Design by David Earl White.

Lately I’ve been thinking of the roles we women play in our personal and professional lives: devoted partner, vacuous muse, ambitious artist, pedantic professor, sexy submissive and so on.  Some of these roles we choose but, more often, these roles are chosen for us by society’s expectations. I’ve worked for almost two decades as a professional actor. In my early years I took great pride in being established as one thing . . . excelling at one thing. There was comfort in being tucked safely in a box. I was secure and accepted within its boundaries.

As I’ve grown older, however, this box has begun to cripple me literally and figuratively.  Consequently, I am beginning to push against the walls . . . my spirit longing to explore the undefined. Women are accustomed to being labeled and controlled. And it seems we have so internalized this reality that we are often complicit in our own oppression and the oppression of other women.  It is this phenomenon, our tendency to limit ourselves and, consequently, the women around us, that we’re exploring in this film.
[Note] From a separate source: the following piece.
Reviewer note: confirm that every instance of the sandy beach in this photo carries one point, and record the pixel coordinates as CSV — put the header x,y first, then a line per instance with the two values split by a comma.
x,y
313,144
THE MODEL, directed by Stephanie Owens, is a female driven film (over half of our crew and cast identify as female) that is the result of this exploration. The film follows a day in the life of a successful, aging figure model who is pushed to an existential and physical breaking point during the course of a sitting. While her appearance is clinically dissected by a perfectionistic instructor, she flashes back to a relationship with an ambitious artist that mirrors her role in the art studio.  She is a mix of shapes and colors, a voiceless and accommodating muse. As the day progresses, she is forced to reckon with this crisis of identity or remain fractured and voiceless. As she wrestles against her constraints, what ripple effects could her evolution cause within her and the women around her?